Embora a prática da psicanálise se faça pela fala e não pela escrita, tanto uma como a outra supõem um destinatário, um outro transferencial a quem se dirigem. Sérgio Cardoso, num belo trabalho sobre Os ensaios de Montaigne, apresentado no recente evento organizado pela Sociedade, mostrou como este autor, ao empreender pela escrita uma espécie de exercício introspectivo para saber a verdade sobre si mesmo, foi se confrontando com a emergência dos mais díspares enunciados, ideias e representações, em que se figuram versões de si totalmente fragmentárias. Chamou-me a atenção o fato de Montaigne precisar continuamente "justificar" a aventura que ia se revelando insana, pela referência aos leitores, aos seus familiares, que ao lerem cada uma daquelas ideias, pensava ele, poderiam constituir, a partir delas, uma determinada representação sobre sua pessoa. A referência ao leitor, ao destinatário, dava como que uma garantia unificadora, continente, para a dispersão emergente, livre associativa do autor, o que, aos meus ouvidos, soou numa aproximação com a função do analista na análise. O tema da autoanálise de Freud, feita através de cartas destinadas a Fliess, através do imenso trabalho de escrita que o levou à "Interpretação dos sonhos", é bem conhecido. Que mesmo o conjunto da obra escrita de Freud, testemunha de um processo autoanalítico do autor, é uma via que tem sido bastante explorada.
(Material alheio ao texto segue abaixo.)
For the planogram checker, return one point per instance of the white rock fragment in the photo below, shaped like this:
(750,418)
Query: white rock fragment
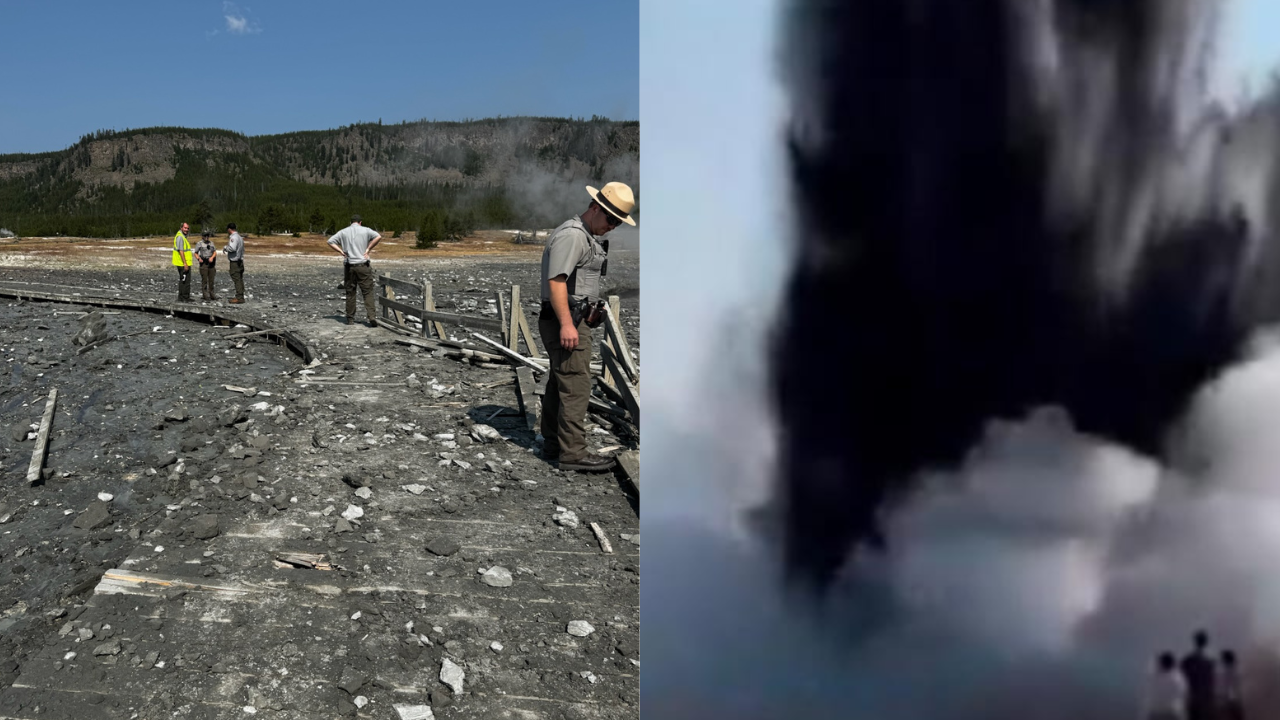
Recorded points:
(485,433)
(565,518)
(415,711)
(497,577)
(452,675)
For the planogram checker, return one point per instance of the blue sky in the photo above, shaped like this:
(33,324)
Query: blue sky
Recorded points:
(278,65)
(1248,45)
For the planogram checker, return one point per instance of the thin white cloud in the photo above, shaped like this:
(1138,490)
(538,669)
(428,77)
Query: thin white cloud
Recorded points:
(237,21)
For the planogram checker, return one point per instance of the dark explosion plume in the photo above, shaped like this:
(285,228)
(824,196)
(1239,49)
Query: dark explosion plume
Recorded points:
(1000,205)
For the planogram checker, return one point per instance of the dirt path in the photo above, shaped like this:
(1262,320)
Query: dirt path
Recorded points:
(147,420)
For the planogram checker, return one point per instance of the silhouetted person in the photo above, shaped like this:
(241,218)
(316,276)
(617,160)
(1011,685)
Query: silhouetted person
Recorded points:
(1166,691)
(1230,688)
(1201,675)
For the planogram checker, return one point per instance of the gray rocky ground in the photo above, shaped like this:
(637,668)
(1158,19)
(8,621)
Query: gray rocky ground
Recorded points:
(456,574)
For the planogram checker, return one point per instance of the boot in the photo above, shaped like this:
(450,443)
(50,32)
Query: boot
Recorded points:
(589,464)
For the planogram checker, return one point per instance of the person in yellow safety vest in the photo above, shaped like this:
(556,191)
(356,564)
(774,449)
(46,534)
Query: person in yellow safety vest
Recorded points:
(182,260)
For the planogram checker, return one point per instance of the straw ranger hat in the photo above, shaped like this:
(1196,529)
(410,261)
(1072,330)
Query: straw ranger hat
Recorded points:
(616,199)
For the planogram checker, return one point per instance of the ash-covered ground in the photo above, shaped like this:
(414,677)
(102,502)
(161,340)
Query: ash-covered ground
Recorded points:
(155,468)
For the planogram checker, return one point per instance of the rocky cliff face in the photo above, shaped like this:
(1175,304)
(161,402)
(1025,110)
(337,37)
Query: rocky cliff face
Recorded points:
(480,151)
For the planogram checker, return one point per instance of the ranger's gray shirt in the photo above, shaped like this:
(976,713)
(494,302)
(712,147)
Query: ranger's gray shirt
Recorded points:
(234,247)
(575,253)
(353,240)
(205,249)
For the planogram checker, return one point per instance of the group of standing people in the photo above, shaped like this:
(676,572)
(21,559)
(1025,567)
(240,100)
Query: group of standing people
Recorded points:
(206,255)
(1200,687)
(572,264)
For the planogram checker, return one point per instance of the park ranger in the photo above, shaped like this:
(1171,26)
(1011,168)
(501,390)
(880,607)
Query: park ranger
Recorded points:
(572,264)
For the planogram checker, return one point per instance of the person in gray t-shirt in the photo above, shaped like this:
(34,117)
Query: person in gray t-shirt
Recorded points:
(355,242)
(234,253)
(208,256)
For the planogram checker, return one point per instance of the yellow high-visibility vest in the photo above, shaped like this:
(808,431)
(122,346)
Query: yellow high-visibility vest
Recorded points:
(181,249)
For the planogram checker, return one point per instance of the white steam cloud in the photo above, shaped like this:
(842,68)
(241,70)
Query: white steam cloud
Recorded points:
(237,21)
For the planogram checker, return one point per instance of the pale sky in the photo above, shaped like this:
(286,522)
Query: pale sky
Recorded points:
(713,173)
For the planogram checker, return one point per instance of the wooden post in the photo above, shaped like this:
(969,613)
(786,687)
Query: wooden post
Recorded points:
(430,306)
(426,294)
(502,315)
(37,456)
(382,294)
(519,317)
(513,333)
(608,343)
(620,343)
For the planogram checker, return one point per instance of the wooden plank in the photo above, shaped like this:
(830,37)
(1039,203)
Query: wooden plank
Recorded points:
(127,582)
(611,391)
(515,356)
(630,396)
(620,342)
(513,331)
(529,335)
(403,286)
(430,308)
(37,458)
(528,400)
(391,295)
(254,333)
(629,463)
(426,296)
(466,352)
(502,317)
(465,320)
(105,340)
(600,537)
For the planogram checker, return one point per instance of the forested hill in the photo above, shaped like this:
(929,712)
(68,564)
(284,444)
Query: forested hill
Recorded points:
(506,172)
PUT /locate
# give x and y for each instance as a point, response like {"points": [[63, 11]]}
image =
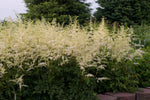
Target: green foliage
{"points": [[51, 82], [121, 77], [124, 11], [59, 9], [143, 68], [142, 33]]}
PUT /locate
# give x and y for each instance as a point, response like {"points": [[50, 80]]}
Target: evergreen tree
{"points": [[59, 9], [124, 11]]}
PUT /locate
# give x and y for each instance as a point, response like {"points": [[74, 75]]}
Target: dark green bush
{"points": [[51, 82], [122, 77], [143, 68]]}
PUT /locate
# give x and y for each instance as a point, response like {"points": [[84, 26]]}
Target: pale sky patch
{"points": [[11, 8]]}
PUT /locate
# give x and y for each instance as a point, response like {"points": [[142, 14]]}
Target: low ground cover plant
{"points": [[34, 55]]}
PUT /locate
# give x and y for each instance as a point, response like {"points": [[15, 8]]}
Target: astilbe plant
{"points": [[23, 44]]}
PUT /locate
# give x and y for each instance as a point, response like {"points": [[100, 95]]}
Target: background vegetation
{"points": [[42, 59]]}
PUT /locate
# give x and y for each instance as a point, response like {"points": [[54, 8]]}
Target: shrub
{"points": [[31, 48], [50, 81], [143, 68]]}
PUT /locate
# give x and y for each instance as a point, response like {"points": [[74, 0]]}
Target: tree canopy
{"points": [[124, 11], [59, 9]]}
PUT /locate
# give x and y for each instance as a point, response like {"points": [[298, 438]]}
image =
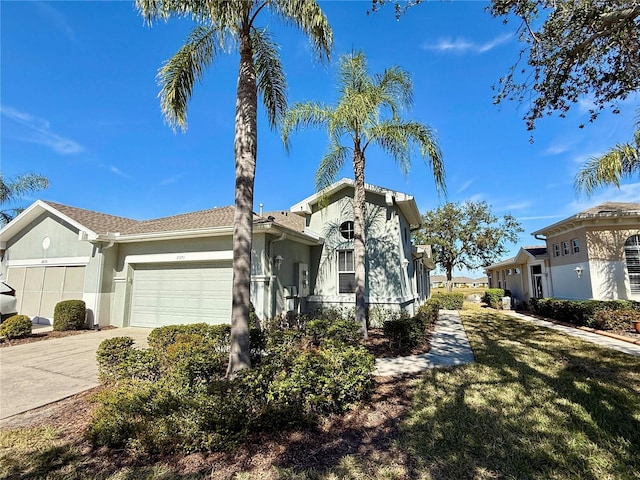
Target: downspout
{"points": [[101, 246], [272, 300]]}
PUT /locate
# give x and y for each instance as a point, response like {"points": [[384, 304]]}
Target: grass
{"points": [[537, 405]]}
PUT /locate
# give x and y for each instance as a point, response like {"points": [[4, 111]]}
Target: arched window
{"points": [[346, 230], [632, 256]]}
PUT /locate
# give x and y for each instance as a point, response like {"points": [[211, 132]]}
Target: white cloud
{"points": [[461, 45], [38, 130]]}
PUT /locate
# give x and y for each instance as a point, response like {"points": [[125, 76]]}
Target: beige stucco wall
{"points": [[570, 258], [387, 240]]}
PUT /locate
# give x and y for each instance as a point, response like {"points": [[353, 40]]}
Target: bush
{"points": [[69, 315], [17, 326], [616, 320], [493, 297], [191, 407], [449, 300], [344, 331]]}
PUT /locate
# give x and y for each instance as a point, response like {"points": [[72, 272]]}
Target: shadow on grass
{"points": [[537, 404]]}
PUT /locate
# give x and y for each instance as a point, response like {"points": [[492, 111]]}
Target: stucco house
{"points": [[178, 269], [594, 254]]}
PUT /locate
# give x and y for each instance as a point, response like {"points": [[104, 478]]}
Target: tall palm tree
{"points": [[221, 25], [619, 162], [367, 113], [15, 188]]}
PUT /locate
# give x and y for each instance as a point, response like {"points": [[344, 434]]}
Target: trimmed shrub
{"points": [[322, 330], [493, 297], [69, 315], [17, 326], [449, 300], [616, 320]]}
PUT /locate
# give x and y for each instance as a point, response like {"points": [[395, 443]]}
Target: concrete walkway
{"points": [[597, 338], [38, 373], [449, 347]]}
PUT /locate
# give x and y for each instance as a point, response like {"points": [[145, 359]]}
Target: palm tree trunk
{"points": [[359, 238], [245, 149]]}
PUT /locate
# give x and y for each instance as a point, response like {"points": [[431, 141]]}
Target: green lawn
{"points": [[536, 405]]}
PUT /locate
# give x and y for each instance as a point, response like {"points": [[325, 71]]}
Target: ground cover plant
{"points": [[536, 405]]}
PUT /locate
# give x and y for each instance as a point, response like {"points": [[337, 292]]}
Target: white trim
{"points": [[49, 262], [179, 257]]}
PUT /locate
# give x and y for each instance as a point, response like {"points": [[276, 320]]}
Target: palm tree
{"points": [[15, 188], [221, 25], [619, 162], [358, 119]]}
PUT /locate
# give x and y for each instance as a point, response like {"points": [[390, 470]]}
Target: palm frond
{"points": [[272, 83], [398, 138], [14, 188], [621, 161], [331, 164], [309, 18], [304, 115], [179, 74]]}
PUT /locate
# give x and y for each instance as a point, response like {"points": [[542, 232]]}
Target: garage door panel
{"points": [[179, 294]]}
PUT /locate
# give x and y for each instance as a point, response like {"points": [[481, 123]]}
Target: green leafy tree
{"points": [[367, 114], [13, 189], [621, 161], [221, 25], [573, 49], [466, 235]]}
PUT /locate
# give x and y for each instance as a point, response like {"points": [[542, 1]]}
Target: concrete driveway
{"points": [[43, 372]]}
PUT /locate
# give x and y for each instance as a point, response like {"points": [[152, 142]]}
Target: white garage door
{"points": [[39, 289], [167, 294]]}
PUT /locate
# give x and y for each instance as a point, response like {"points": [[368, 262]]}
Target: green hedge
{"points": [[173, 396], [69, 315], [449, 300], [493, 297], [16, 326], [583, 312]]}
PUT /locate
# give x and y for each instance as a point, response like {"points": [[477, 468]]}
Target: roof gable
{"points": [[405, 203]]}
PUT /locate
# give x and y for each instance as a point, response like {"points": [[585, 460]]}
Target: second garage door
{"points": [[169, 294]]}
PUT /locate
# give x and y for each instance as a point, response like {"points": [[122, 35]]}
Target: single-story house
{"points": [[440, 281], [178, 269], [594, 254]]}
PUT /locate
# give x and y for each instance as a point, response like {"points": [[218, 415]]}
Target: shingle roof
{"points": [[96, 221], [612, 207], [103, 223]]}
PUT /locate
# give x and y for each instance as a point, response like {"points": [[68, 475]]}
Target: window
{"points": [[575, 246], [346, 230], [632, 257], [346, 272]]}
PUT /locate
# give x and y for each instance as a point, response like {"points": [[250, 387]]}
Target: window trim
{"points": [[575, 245], [346, 272]]}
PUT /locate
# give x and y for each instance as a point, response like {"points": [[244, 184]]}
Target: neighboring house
{"points": [[526, 275], [178, 269], [594, 254], [440, 281]]}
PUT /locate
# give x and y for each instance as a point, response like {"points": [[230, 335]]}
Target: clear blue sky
{"points": [[79, 105]]}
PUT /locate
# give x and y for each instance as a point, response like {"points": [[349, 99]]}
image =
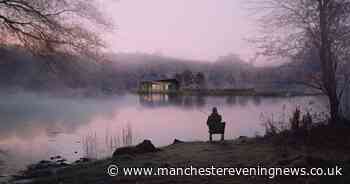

Não é meu propósito, aqui, considerar as possibilidades ou modalidades de uma autoanálise ou de uma análise por escrito, em referência a alguns casos excepcionalíssimos. O que eu quero é tentar encontrar pontos de convergência entre a escrita e o processo analítico. Um destes pontos é sem dúvida a exigência num e noutro caso de um interlocutor imaginário (que depois será encarnado em pessoas e falas bem reais) ou real (mas carregado de imaginário), tanto para aquele que escreve como para aquele que fala numa análise. Poderia também avançar que em ambos, tanto na fala livremente associativa a que é convidado o analisando - "diga o que quiser, o que lhe ocorrer" -, quanto na disposição do analista de "deixar" fluírem em sua cabeça as ideias que se apresentarem, mesmo quando estapafúrdias e insensatas, evitando um esforço de raciocínio excessivamente orientado, podem manter alguma semelhança com o que descrevi há pouco como a fase que antecede o ato de escrever o texto. O momento da interpretação poderia ser comparado com o tempo exigente da formulação, da transformação das ideias em frases escritas. É, como na escrita, um momento de escolha e de comprometimento, pois na formulação da interpretação, emborao analista tenha podido pensar em todas as direções, há uma escolha, uma condensação ou uma precipitação de ideias que terão que encontrar, em palavras justas, a ressonância exata da inteligência do sensível de que serão portadoras.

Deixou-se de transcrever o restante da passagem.